The third use of symbolism involves the moon. Momaday depicts the moon as providing moonlight in a practical, yet magical fashion in many events, mostly as a symbol of evil foreboding. In one event, the fish fling themselves “tossing, whipping and flopping” (Momaday, 101) on the shore in moonlight, permitting fishermen to easily capture them with bare hands. In another event, the geese being tracked by Abel and Vidal are also distracted by the moonlight, giving Abel the chance to shoot one of them.
“House of the Dawn” and Zora N. Hurston’s “Their Eyes Were Watching God” have a similar theme, namely, the representation of American culture through storytelling. In case of the former, it expresses Native American culture, and in case of the latter, it expresses African American culture.
Hurston and Momaday make similar use of their common theme in that they use language that parallel the main characters’ learnt from his storytelling grandmother who “knew her way around words” (Momaday, 83). Another similarity in treatment of the theme involves both authors using dialogue sparingly but impressively. The usage of few but meaningful words serves to lend sense and meaning to Abel’s strange reserve and quietness. As for Janie, having found her capability to express herself by speaking with others, she discovers that silence can be a provider of empowerment; she therefore learns to control her speech as a source of identity and empowerment.

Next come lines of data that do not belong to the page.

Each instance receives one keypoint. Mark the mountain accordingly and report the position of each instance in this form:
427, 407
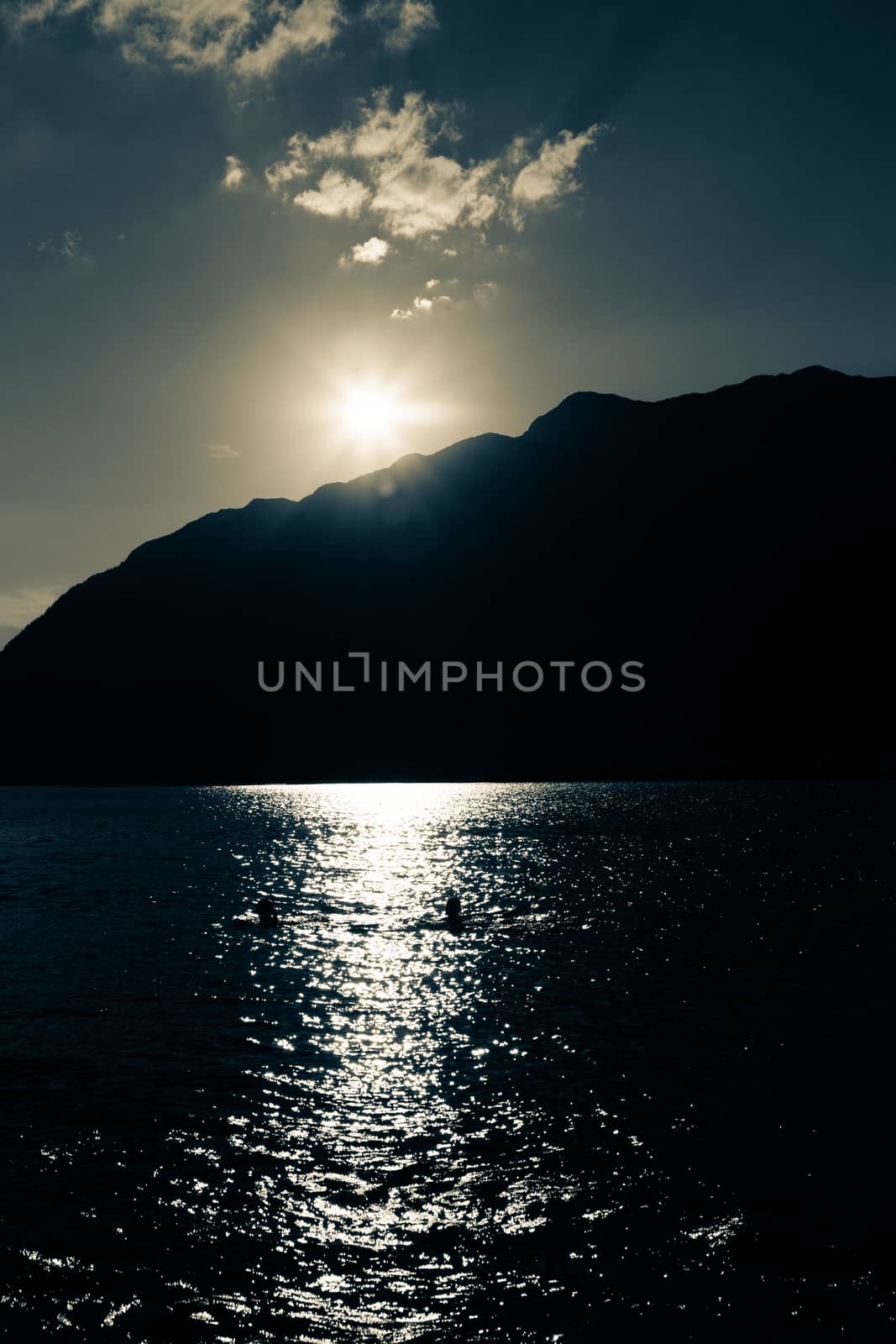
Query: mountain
735, 543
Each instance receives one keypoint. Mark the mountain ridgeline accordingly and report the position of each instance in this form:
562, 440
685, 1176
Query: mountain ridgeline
735, 544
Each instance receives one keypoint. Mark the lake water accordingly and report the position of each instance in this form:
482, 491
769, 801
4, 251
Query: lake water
640, 1092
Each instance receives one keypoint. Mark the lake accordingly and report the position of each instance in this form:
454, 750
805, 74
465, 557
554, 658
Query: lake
637, 1089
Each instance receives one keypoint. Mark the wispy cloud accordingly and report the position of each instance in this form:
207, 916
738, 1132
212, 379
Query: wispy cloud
244, 38
235, 172
22, 605
372, 253
422, 307
553, 172
391, 165
335, 195
67, 248
405, 20
248, 37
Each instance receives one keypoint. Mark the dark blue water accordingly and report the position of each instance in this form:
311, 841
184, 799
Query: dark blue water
640, 1093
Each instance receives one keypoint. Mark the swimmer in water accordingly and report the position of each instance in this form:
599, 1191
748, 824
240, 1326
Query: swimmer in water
266, 913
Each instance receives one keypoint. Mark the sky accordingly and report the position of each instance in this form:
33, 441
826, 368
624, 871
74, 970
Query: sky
251, 246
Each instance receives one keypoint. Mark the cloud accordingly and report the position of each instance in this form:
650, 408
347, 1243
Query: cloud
405, 20
422, 307
22, 605
551, 174
248, 37
67, 248
403, 178
335, 195
372, 253
235, 172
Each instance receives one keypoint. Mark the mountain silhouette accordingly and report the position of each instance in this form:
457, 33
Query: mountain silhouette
736, 543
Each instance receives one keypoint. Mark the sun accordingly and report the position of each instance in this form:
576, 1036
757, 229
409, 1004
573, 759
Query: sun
369, 414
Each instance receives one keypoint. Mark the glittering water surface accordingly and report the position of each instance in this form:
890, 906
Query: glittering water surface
640, 1086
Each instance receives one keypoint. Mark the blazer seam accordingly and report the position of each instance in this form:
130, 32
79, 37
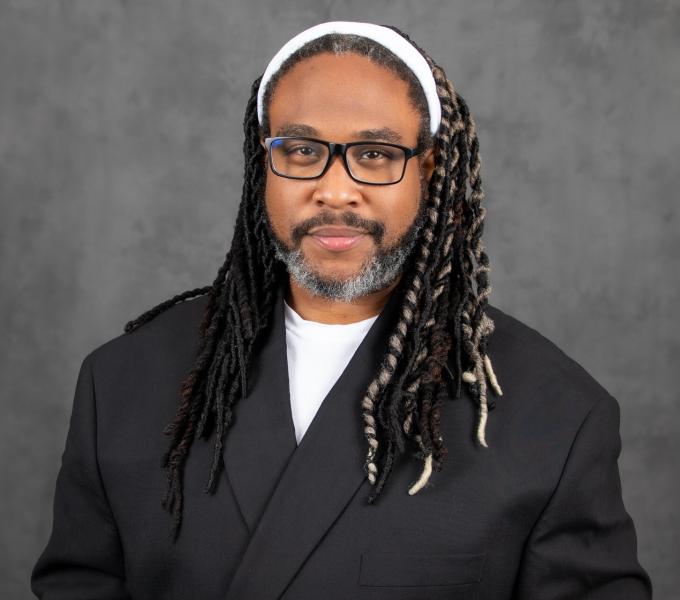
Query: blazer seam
109, 510
550, 499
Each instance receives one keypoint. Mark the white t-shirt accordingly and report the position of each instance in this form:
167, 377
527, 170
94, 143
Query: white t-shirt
317, 353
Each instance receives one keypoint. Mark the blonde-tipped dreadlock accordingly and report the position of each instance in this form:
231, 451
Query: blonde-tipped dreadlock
457, 151
441, 312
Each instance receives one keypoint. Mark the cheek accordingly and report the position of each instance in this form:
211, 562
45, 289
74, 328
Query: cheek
274, 201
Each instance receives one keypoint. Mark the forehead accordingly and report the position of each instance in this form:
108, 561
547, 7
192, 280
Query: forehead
339, 95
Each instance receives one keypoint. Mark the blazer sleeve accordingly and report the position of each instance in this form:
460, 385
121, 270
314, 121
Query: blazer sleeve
83, 558
584, 545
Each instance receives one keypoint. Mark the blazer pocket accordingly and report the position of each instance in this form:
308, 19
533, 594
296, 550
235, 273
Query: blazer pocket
410, 569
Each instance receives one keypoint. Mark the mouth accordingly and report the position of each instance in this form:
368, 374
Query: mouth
337, 239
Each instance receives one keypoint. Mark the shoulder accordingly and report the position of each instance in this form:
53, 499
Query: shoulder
171, 337
540, 382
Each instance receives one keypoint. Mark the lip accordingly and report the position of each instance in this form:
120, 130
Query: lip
336, 232
337, 243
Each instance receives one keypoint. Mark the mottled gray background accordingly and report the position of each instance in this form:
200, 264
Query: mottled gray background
120, 174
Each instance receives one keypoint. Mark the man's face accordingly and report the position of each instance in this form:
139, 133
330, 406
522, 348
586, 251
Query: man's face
345, 98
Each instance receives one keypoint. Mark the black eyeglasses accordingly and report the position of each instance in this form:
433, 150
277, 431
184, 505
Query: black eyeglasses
376, 163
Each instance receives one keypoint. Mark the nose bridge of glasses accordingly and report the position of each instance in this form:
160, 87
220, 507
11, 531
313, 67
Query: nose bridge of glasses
337, 151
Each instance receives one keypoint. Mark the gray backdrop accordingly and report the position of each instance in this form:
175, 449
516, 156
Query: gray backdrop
120, 175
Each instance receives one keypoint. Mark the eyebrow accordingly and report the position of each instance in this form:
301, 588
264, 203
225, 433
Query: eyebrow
383, 134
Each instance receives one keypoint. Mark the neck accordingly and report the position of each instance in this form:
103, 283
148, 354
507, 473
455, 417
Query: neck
334, 312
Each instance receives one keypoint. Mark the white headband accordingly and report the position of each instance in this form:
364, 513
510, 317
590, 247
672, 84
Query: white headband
385, 36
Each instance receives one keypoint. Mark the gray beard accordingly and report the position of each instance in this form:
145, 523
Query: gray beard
376, 273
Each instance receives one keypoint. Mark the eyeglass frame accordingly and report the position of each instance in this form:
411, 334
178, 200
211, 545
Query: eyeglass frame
341, 149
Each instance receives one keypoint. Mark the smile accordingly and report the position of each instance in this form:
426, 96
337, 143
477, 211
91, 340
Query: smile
337, 243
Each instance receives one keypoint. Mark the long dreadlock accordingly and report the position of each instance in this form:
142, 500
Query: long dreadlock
440, 308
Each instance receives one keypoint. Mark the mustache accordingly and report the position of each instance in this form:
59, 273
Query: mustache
348, 219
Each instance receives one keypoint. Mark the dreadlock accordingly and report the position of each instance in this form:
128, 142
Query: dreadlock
441, 311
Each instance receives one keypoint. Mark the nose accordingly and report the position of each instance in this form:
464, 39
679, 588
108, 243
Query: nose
336, 188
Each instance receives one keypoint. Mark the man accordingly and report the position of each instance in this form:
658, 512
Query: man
348, 327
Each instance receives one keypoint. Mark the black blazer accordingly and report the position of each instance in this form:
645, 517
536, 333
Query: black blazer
537, 515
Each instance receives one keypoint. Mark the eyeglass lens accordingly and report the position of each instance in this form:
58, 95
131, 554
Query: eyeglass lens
371, 162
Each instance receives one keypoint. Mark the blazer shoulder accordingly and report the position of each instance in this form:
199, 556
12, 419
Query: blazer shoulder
173, 331
533, 365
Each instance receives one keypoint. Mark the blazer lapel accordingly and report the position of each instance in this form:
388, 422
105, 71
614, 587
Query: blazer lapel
262, 437
319, 478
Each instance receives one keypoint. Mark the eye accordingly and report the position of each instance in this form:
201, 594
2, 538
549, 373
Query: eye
301, 150
374, 154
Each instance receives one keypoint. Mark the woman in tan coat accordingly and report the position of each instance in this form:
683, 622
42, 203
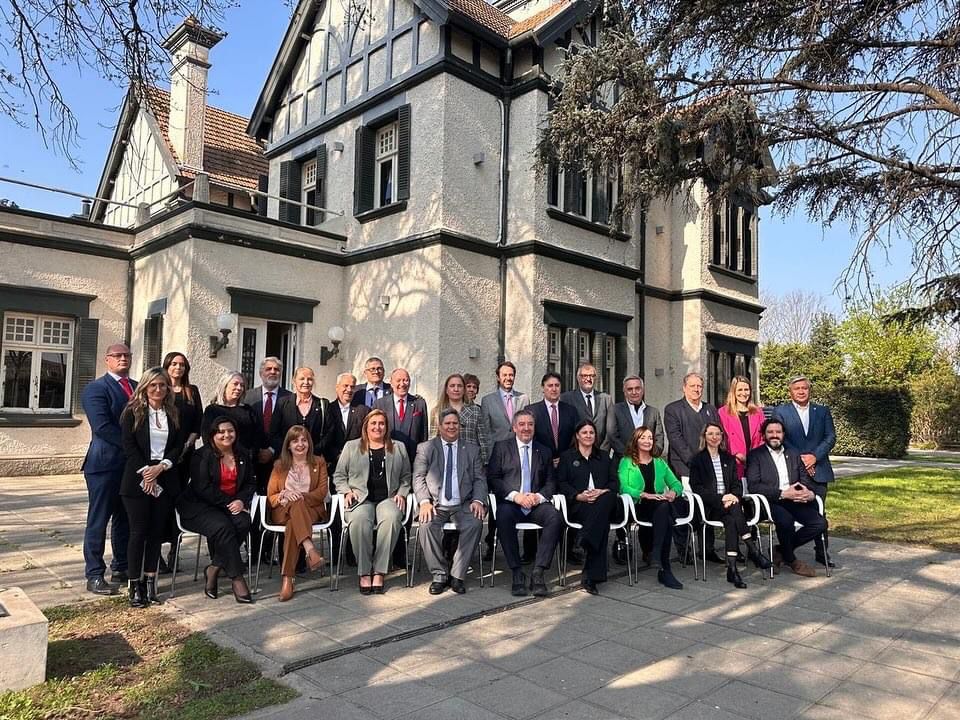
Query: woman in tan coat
297, 495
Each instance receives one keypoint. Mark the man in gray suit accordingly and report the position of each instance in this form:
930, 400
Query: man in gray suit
450, 486
627, 416
590, 404
496, 414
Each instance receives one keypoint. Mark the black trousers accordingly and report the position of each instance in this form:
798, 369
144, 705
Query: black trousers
545, 515
149, 522
225, 534
785, 514
595, 518
733, 519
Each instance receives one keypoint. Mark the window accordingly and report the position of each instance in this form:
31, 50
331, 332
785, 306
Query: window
37, 363
385, 178
382, 169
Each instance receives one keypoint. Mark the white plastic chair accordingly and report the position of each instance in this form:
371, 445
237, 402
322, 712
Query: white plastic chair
523, 526
278, 530
407, 517
561, 503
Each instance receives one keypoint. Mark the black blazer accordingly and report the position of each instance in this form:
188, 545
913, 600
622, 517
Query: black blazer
503, 470
567, 419
762, 477
703, 479
136, 447
286, 414
203, 493
574, 471
336, 434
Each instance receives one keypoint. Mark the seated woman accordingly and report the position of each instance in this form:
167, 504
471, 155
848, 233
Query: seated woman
588, 478
713, 476
373, 475
216, 504
297, 495
152, 441
652, 484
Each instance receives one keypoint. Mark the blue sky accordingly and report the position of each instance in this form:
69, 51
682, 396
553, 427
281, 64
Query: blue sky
794, 253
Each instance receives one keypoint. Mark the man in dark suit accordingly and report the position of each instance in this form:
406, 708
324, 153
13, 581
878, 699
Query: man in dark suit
103, 402
779, 475
521, 475
374, 388
590, 403
554, 419
808, 430
627, 416
450, 486
263, 401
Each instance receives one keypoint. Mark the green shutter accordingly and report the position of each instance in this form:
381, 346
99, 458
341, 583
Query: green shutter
403, 153
84, 358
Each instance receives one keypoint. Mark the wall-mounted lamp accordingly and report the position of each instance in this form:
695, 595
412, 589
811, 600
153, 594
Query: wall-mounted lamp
225, 326
336, 337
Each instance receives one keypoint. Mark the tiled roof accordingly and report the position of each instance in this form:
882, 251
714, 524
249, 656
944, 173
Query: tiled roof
229, 154
501, 23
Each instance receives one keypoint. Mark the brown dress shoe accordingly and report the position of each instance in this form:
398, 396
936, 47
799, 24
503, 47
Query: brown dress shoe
799, 567
286, 588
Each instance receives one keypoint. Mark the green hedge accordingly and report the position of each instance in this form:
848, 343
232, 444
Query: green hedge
871, 421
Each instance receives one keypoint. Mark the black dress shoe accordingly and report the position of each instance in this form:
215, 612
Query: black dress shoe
519, 586
99, 586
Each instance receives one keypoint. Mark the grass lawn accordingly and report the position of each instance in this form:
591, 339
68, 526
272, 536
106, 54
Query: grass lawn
906, 505
107, 661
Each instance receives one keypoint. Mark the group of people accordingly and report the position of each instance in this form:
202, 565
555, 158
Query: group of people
379, 447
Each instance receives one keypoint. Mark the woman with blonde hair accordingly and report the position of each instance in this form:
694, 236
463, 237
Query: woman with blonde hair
152, 442
741, 419
297, 495
373, 475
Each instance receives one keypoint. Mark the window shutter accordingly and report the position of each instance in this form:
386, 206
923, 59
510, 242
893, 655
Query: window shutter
363, 171
403, 153
263, 185
85, 358
290, 188
152, 340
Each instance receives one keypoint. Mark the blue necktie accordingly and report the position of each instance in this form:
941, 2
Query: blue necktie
448, 475
525, 474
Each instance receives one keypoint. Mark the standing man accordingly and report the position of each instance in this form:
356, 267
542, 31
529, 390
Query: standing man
808, 430
103, 401
374, 388
589, 402
521, 476
630, 414
450, 486
779, 475
263, 400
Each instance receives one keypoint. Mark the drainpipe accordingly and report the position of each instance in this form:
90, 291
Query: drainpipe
504, 195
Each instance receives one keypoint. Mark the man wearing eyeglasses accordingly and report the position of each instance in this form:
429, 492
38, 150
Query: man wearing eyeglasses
103, 401
374, 388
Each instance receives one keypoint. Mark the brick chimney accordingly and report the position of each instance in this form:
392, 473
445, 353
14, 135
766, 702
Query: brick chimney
189, 47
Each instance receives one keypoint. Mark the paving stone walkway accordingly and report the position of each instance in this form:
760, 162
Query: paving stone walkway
879, 639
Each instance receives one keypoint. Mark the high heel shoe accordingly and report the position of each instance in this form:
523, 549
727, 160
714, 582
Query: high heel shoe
210, 587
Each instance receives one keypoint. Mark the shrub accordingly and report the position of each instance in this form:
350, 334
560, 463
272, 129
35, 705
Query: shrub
871, 421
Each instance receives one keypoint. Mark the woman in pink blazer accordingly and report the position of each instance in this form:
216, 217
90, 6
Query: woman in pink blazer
741, 419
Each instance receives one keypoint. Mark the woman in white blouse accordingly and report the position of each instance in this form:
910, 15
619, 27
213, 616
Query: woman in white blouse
152, 442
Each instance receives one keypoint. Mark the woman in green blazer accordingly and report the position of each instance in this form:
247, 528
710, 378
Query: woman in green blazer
373, 475
655, 490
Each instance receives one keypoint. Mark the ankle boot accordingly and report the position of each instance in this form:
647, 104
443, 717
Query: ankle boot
151, 591
136, 593
733, 575
758, 558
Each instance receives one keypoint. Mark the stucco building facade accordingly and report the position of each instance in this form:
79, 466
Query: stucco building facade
383, 183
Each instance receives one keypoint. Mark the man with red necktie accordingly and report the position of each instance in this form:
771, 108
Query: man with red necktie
103, 401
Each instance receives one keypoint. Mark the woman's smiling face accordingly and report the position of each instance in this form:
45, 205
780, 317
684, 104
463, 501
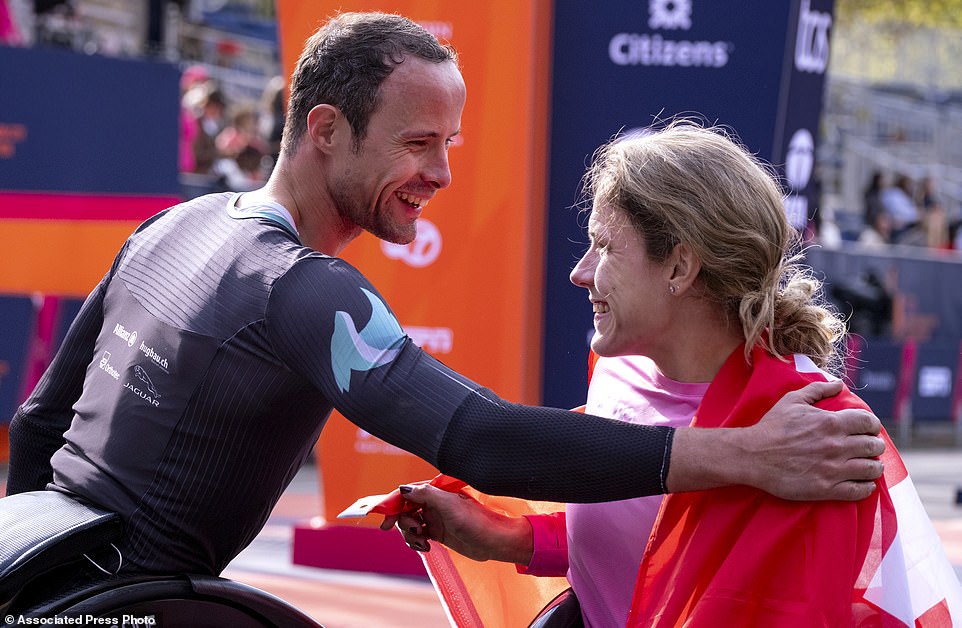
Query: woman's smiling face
628, 291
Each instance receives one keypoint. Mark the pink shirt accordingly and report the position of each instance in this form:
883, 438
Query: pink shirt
599, 546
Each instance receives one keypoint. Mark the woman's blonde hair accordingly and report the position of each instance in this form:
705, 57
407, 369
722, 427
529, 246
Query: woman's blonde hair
695, 184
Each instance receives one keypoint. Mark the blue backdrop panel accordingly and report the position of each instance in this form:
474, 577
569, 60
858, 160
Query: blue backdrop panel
936, 366
18, 316
927, 288
624, 64
89, 123
876, 376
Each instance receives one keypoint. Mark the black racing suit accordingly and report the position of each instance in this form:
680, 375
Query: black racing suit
200, 371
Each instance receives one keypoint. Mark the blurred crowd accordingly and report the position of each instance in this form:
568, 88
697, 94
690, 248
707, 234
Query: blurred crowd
233, 144
899, 210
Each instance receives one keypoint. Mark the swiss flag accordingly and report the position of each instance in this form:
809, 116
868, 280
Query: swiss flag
737, 556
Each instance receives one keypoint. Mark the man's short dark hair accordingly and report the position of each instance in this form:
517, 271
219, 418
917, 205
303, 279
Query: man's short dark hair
344, 63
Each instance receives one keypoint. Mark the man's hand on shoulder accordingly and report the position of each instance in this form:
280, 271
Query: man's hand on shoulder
797, 451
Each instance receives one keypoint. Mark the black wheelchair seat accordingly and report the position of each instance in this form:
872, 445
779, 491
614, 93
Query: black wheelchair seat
41, 530
44, 530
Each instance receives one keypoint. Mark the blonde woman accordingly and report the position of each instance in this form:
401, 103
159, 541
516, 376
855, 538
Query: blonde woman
690, 271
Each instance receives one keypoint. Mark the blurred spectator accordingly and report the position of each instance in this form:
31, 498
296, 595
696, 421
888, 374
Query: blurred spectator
899, 204
872, 199
243, 131
935, 225
210, 123
866, 301
244, 172
272, 106
878, 233
927, 195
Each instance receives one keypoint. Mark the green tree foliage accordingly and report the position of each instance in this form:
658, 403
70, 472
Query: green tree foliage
901, 13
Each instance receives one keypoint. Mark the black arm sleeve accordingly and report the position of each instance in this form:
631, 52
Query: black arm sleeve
37, 428
543, 453
330, 325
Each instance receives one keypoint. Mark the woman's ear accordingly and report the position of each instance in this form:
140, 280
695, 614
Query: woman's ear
682, 268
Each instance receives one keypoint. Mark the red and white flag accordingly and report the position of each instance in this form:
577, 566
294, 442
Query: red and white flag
737, 556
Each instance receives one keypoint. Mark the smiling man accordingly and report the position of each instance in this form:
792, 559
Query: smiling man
256, 331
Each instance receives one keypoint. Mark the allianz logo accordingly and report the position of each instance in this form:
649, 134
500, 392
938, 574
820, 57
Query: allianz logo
106, 367
130, 337
656, 50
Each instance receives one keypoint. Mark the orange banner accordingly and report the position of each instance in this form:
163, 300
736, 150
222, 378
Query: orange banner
63, 257
469, 290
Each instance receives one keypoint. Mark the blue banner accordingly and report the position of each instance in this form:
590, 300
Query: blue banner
87, 123
18, 316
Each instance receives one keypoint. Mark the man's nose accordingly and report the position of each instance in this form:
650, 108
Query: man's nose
437, 171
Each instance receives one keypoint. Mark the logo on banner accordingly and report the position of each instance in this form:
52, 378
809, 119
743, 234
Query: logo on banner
811, 42
655, 50
440, 30
669, 14
422, 252
10, 136
935, 381
799, 162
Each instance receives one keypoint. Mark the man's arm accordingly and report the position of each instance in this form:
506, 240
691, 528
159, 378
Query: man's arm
37, 429
797, 451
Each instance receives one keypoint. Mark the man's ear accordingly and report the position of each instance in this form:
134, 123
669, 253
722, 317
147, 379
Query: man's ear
322, 121
682, 268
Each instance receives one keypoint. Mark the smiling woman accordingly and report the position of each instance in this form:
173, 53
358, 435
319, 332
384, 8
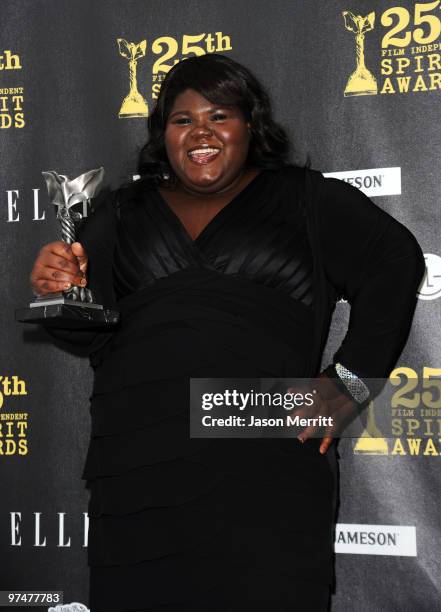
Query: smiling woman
224, 261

Both authors also make contrasting use of the common theme. Hurston makes good use of her expertise of rural southern black dialect to create a distinctive narrative form throughout the book, putting forward the story with a combination of literary storytelling and serious idiomatic writing wherein the unique grammar, vocabulary and tone of the characters in Janie’s world underline their personality. Momaday highlights the ‘word value’ difference between White American and Native American cultures. The language of the former contains millions of words on papers, brochures, receipts etc. In the language of the latter, words are sacred objects that cannot be sold or discarded, closely bound to a story based on thoughts and experience, mirroring a sense of events as taking place in an expanded circuitous, unified field of interaction as the plot unfolds with the drama of an unvarying expanding meaning in mind (Allen).
Allen, Paula G. “American Indian Fiction 1968 – 1983”. Texas Christian University Press. 1998. Web.
Eberhart, John. “LI TR 5734: Colonial and Postcolonial Literature”. University of Houston. 1996. Web.
Hurston, Zora N. “Their Eyes Were Watching God.” New York: Harper Perennial Modern Classics. 1998.
Momaday, Scott N. “House Made of Dawn.” New York: Harper Perennial Modern Classics. 1999.